NBC News highlighted results from their poll on Sunday, declaring that "Support for abortion rights hits new high." Such a proclamation is based on respondents' support for keeping Roe v. Wade, the 1973 U.S. Supreme Court decision that legalized abortion on-demand in all 50 states. As I have explained previously, though, there's more here than meets the eye.
By 63-30 percent, adults say they do not want to see Roe overturned. However, it's worth noting that the poll's question is misleading.
"The Supreme Court's nineteen seventy-three (1973) Roe versus Wade decision established a woman's constitutional right to an abortion, at least in the first three months of pregnancy," it reads.
The poll fails to mention that the companion case of Doe v. Bolton legalized abortion on demand for any reason throughout all nine months of pregnancy due to a loosely-defined "health" exemption.

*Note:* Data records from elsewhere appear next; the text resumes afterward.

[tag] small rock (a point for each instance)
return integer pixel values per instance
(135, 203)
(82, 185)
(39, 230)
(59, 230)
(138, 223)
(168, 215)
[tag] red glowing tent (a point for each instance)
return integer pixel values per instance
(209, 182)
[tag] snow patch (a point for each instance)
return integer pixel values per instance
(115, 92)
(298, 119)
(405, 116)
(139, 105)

Doe's own opinion acknowledges that the exemption could be whatever a woman and the abortion provider want it to mean:
Recommended
...the medical judgment may be exercised in the light of all factors --physical, emotional, psychological, familial, and the woman's age -- relevant to the wellbeing of the patient. All these factors may relate to health. This allows the attending physician the room he needs to make his best medical judgment. And it is room that operates for the benefit, not the disadvantage, of the pregnant woman.
Further, respondents are often confused as to what overturning Roe means, which is that it will return the abortion decision back to the states. Justice Samuel Alito's leaked draft opinion affirms that this is what the U.S. Supreme Court is looking to do.

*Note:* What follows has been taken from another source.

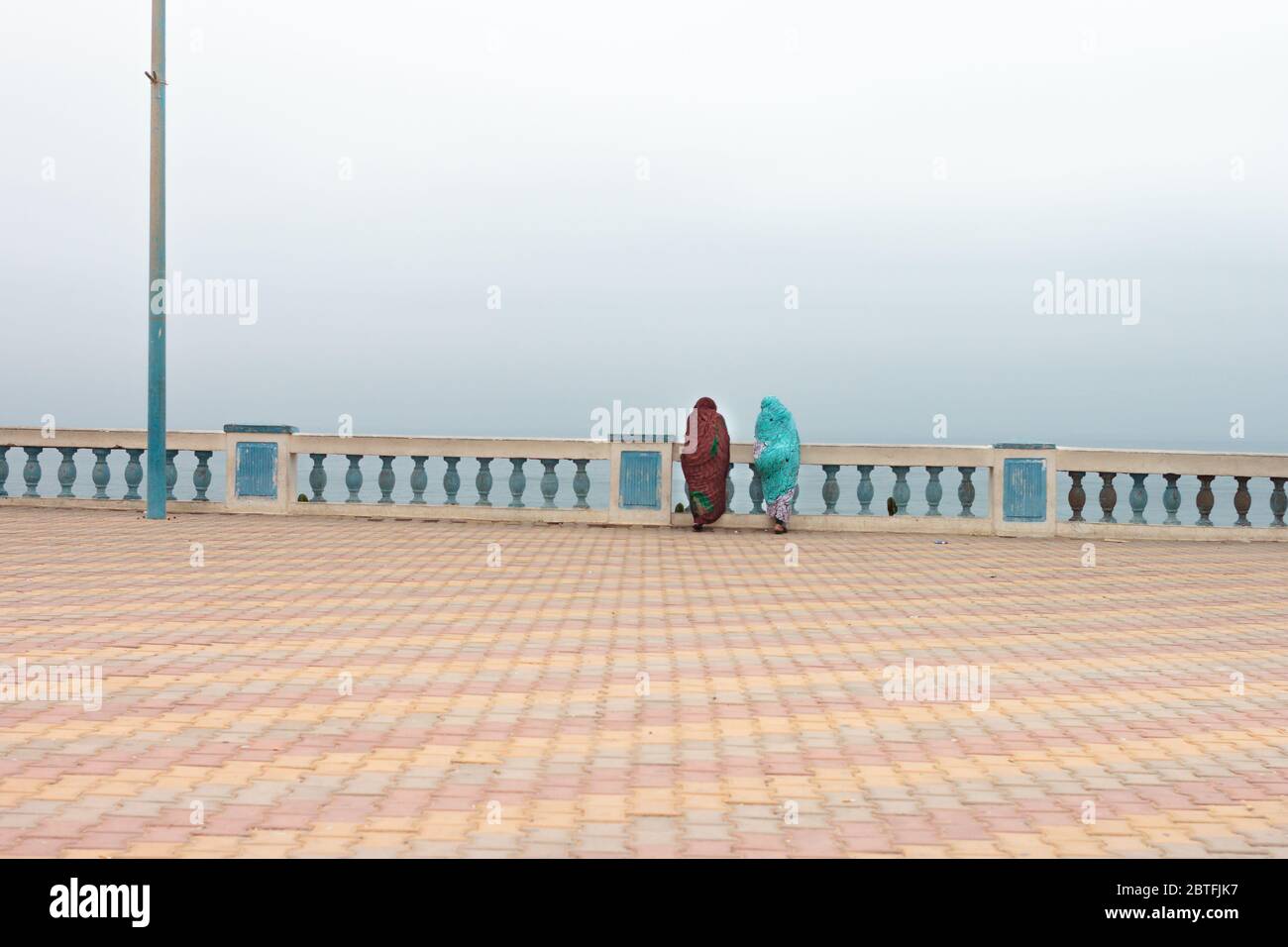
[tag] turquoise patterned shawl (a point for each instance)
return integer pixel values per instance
(781, 457)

As Scott W. Rasmussen, the president of RMG Research, Inc., and Dr. Michael New, a research associate at the Busch School of Business at the Catholic University of America and an associate scholar at the Charlotte Lozier Institute, have pointed out, though, respondents worry overturning Roe means abortion will be banned nationwide.
Asked another way, however, as RMG Research polling has done, respondents are more likely to support what overturning Roe accomplishes, which is returning the abortion decision back to the states instead of keeping it in the hands of unelected judges. This is consistent with other poll results as well.
Townhall was provided a copy of the results, which are referenced in reporting from over the weekend.
As an op-ed from Rasmussen for The Federalist and from Marc Thiessen of The Washington Post highlight, obsessing and a pro-abortion message may actually hurt the Democrats.
Not only are the results not entirely reflective of how respondents truly feel about the abortion issue and overturning Roe, but the NBC News headline emphasizes the "midterm outlook is grim for Democrats."
The NBC News write-up mentions:
But the poll also found that this Supreme Court draft opinion hasn’t substantially altered the overall political environment heading into November’s elections — with inflation and the economy remaining the public’s top issues, President Joe Biden’s job rating falling below 40 percent and a whopping 75 percent of Americans saying the country is headed in the wrong direction.
The poll has far worse signs for the Biden administration and Democrats, as Leah highlighted in her write-up earlier on Monday.